Friends and clients frequently tell me that they’d love to learn to use their cameras better and I want to help.
Welcome to a weekly series full of camera tips and behind the scenes tricks from a professional photographer.
Let’s take better pictures!
Today, let’s talk about camera files.
Did you ever wonder why it takes a while to get your pictures back after a photoshoot?
One reason is that many professional photographer shoot RAW files.
But why would they bother, if RAW files make photo delivery slower? What the heck is even the difference between a JPEG file and a RAW file?

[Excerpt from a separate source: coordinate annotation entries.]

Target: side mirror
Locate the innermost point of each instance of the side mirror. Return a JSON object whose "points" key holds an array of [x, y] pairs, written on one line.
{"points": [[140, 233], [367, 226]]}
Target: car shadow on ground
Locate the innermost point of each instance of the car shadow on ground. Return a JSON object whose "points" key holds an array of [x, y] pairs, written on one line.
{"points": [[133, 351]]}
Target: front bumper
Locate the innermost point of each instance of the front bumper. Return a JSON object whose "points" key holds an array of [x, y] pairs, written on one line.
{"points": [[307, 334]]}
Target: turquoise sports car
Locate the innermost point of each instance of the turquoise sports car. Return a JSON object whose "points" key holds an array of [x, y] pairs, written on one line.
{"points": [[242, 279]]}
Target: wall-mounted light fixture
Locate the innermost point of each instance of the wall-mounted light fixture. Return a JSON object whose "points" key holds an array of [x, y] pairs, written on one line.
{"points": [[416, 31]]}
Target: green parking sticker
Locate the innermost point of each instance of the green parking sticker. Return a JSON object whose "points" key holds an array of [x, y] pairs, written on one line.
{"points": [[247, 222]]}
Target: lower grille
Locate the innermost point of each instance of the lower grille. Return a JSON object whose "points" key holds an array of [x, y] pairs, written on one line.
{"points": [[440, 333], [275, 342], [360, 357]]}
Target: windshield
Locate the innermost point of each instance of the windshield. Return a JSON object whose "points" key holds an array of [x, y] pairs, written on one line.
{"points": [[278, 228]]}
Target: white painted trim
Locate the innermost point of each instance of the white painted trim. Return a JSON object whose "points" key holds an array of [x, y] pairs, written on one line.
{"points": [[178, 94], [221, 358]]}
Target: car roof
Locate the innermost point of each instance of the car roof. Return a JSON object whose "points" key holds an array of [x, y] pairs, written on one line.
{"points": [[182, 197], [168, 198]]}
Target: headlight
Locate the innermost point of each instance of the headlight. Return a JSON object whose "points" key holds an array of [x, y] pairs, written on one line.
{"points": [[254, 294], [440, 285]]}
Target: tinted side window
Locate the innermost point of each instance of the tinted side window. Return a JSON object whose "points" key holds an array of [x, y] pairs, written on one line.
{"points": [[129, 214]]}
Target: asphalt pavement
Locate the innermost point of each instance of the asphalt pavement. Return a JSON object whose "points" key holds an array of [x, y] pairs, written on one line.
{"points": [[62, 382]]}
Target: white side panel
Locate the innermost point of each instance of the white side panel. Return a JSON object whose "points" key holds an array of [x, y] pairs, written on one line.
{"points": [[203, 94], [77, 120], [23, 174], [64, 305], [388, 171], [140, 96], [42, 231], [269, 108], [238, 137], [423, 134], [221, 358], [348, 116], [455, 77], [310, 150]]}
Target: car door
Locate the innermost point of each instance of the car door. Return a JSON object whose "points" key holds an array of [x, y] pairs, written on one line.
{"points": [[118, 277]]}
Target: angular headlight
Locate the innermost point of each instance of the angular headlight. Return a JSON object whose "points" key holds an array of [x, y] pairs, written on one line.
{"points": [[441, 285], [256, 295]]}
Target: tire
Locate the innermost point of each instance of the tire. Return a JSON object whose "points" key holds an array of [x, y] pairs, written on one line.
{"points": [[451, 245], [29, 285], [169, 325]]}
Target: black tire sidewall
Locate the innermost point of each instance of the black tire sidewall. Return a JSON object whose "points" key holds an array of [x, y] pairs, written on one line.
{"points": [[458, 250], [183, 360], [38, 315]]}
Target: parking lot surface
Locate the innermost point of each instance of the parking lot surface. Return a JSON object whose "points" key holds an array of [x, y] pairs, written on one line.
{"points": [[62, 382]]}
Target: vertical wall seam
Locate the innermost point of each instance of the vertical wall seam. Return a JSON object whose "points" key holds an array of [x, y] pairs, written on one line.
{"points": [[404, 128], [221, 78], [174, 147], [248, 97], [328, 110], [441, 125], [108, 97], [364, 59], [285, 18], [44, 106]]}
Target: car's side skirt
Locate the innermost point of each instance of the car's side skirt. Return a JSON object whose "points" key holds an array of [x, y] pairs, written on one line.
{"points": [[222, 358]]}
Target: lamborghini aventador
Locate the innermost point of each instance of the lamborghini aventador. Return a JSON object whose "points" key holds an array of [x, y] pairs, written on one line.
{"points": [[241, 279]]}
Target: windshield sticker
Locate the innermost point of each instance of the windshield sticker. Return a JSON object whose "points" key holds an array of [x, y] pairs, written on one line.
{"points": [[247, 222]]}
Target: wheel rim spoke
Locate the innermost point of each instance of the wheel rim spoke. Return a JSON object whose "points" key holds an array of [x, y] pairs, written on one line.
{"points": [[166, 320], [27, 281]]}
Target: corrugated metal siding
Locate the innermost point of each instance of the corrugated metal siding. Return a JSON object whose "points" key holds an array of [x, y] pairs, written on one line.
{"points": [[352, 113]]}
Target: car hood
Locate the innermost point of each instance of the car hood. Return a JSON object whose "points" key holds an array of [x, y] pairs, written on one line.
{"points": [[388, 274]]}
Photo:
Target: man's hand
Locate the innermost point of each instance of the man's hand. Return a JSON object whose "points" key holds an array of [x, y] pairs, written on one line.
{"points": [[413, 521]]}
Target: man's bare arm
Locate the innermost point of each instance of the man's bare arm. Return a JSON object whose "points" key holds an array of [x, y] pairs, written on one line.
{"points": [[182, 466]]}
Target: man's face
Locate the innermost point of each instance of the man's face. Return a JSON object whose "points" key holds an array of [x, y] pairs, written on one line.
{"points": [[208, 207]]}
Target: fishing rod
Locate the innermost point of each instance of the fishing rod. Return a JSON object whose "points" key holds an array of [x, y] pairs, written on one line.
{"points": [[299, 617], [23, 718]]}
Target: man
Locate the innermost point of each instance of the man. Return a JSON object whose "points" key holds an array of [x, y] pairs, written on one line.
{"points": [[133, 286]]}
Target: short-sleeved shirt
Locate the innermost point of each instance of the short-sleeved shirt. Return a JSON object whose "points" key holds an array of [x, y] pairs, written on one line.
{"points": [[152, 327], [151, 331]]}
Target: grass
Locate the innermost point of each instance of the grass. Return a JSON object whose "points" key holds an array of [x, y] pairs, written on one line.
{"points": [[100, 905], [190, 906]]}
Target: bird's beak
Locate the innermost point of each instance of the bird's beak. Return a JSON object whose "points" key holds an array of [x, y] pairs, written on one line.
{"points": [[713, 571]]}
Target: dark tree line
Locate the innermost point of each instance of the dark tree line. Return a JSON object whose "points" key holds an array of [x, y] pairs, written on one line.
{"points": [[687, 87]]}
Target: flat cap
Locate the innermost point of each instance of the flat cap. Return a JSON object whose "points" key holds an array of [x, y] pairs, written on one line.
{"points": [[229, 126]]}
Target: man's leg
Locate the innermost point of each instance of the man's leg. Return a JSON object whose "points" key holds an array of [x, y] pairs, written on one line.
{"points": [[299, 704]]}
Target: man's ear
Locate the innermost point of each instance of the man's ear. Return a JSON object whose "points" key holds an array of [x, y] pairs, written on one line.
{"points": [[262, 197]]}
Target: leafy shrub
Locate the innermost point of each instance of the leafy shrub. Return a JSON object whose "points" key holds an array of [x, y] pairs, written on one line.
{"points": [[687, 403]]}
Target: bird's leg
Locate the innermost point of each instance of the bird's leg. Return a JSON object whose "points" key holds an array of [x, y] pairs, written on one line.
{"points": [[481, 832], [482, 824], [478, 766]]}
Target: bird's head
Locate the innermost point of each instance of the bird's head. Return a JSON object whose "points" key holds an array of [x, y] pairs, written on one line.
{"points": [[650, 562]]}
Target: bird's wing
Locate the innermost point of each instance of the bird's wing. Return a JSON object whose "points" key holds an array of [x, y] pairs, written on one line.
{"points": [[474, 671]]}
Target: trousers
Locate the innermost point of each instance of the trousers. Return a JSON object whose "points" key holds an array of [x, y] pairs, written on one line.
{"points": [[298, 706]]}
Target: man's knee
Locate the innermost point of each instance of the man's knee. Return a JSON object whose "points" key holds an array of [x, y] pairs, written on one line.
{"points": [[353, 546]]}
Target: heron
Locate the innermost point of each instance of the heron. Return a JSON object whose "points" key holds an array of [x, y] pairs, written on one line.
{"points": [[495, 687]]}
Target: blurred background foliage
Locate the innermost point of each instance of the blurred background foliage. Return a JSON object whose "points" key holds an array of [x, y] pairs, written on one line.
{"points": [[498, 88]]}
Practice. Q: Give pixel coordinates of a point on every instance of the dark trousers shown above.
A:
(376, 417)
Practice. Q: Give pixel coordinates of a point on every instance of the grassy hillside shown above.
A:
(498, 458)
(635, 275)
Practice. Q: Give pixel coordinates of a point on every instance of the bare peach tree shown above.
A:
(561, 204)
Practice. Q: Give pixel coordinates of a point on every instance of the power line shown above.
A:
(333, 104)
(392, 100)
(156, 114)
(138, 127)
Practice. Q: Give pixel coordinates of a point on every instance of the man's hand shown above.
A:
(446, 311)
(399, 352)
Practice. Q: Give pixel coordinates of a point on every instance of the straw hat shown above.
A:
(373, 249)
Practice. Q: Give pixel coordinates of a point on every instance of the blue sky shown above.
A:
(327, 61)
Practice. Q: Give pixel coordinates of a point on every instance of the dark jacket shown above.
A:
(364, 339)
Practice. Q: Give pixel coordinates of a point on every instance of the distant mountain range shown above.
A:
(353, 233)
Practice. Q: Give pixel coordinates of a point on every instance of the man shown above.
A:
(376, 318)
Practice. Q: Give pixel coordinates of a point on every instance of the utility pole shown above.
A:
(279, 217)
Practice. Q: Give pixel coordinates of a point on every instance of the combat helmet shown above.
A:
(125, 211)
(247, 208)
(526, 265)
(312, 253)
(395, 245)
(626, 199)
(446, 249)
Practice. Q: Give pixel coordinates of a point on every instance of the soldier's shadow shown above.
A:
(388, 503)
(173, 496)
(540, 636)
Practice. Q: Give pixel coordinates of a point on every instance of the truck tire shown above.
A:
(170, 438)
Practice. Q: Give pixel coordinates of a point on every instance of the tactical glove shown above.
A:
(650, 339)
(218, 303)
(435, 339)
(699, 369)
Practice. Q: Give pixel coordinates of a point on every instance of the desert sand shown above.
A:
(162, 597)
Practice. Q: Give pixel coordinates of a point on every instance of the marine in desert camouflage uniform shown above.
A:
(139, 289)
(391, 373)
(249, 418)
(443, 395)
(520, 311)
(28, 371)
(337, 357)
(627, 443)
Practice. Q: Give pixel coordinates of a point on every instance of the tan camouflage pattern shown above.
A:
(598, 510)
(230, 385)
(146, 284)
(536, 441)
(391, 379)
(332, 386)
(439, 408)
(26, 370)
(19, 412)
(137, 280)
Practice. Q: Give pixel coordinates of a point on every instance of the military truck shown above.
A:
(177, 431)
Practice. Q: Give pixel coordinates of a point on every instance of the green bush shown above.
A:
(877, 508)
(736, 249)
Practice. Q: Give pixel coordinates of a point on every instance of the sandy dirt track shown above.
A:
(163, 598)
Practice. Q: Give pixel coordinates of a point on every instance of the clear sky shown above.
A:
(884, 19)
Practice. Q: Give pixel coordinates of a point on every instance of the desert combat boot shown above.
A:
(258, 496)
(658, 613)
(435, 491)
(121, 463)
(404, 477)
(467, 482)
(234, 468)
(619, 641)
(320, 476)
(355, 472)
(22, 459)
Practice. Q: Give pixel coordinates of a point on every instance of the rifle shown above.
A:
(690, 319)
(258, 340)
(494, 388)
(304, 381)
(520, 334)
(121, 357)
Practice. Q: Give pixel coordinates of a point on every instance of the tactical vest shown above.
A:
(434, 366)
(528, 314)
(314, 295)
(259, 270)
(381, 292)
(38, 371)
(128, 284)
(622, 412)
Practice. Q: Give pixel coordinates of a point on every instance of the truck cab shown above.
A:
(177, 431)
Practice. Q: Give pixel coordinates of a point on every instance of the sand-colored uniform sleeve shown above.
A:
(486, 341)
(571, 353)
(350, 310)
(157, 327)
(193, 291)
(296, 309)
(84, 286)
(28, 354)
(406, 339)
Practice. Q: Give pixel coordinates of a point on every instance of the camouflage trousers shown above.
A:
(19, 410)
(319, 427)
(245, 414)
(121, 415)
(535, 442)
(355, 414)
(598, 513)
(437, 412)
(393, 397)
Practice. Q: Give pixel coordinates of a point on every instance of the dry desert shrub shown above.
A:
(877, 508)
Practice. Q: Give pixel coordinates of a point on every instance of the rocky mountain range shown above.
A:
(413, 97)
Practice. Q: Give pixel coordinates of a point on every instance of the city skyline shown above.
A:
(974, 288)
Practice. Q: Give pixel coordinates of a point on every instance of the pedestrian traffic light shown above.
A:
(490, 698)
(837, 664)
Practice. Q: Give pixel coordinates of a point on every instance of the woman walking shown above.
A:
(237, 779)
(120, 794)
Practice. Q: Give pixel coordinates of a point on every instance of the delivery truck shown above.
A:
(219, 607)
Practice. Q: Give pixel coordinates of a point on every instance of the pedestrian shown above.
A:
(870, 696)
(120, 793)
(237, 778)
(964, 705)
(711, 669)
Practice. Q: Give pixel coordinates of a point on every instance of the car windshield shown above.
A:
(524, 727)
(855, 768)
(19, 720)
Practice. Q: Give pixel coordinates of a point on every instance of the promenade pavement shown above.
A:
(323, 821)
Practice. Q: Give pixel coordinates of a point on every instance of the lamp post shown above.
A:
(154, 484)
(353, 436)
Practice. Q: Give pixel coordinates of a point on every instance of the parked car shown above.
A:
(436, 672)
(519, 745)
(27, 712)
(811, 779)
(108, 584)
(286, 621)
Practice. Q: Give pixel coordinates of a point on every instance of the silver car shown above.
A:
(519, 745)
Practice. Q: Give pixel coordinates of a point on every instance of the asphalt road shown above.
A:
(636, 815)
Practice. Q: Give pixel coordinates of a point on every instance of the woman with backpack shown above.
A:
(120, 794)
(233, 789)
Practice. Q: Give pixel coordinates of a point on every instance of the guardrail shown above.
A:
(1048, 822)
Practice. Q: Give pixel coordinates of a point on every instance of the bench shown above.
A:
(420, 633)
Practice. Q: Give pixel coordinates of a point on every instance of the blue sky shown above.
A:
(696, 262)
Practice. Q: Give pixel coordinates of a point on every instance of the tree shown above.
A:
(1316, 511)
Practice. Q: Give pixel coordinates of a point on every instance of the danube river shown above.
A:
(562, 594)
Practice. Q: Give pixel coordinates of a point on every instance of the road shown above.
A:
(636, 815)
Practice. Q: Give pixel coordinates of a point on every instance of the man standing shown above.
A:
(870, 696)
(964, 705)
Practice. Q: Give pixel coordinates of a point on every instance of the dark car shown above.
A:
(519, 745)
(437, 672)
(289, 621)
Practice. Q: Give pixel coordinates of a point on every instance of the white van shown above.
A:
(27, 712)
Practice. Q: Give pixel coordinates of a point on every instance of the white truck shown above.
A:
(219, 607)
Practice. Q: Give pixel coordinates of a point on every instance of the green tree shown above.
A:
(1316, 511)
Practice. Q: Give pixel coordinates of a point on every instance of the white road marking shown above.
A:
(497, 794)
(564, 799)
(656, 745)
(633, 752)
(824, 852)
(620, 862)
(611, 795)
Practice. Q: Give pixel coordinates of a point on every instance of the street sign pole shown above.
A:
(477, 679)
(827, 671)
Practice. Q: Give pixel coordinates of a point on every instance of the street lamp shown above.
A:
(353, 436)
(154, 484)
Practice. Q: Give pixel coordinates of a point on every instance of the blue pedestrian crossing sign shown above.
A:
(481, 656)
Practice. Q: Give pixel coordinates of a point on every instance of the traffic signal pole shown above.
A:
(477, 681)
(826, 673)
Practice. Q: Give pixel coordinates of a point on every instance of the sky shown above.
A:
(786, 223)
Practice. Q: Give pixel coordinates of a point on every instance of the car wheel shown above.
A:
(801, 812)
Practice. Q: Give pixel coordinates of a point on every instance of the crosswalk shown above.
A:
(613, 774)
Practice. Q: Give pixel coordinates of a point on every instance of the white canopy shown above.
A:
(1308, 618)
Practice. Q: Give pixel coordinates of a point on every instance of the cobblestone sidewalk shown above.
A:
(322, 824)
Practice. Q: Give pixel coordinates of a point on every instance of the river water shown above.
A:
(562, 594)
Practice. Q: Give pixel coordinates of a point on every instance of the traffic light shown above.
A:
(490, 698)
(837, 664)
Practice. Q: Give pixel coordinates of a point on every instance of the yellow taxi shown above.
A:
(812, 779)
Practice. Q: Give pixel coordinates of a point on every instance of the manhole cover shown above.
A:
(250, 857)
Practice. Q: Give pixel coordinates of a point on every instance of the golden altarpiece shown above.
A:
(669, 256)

And most importantly, what’s the right kind of file for you??
What is RAW?
A RAW file is kind of like the recipe for an image. It’s sometimes called a “digital negative.” RAW files contain a ton of information, but the information hasn’t been cleverly interpreted by a computer yet. That’s why the “Before” pictures in this post look kind of flat and grey or have strange tints. They aren’t pretty yet, but they have SO much potential!
Why shoot RAW?
In my opinion, there are three levels of creativity that go into making any image.
- Creating the shot: This includes things like choosing the setting, the posing, the angle, and the composition.
- Using your camera: This includes things like which lens you use and how you pick your settings.
- Interpreting the image: This is all about editing. This is where the RAW file come in. RAW files let you as the photographer control how the final image should look.
Shooting RAW gives you the most power to interpret your vision. It lets you take an image to another level — literally!
What about JPEG?
A JPEG file has already been “cooked” by your camera or your computer. It’s like buying a frozen meal from Trader Joe’s instead of making it from scratch.
But here’s the thing. I love Trader Joe’s. (Especially their frozen Mandarin Orange Chicken.) Trader Joe’s is not a bad place to be and neither is shooting JPEG files.
In fact, if you shoot JPEG, you’ll be in good company. Cameras have gotten so smart that, these days, there are plenty of pros who shoot in JPEG instead of RAW.
But if you ever reach a point where you wish for more control over the colors, contrast, and “punch” of your images, learning how to edit your files is probably a good place to start.
Bonus Tip: It’s a bit of a faux pas to ask a photographer for RAW files from your photo shoot. Editing is one of many choices they make as an artist.
If you don’t like how an image looks, you can as for a “re-edit,” but this may come at an additional cost. It’s always a better option to make sure you like the photographer’s style before you hire them.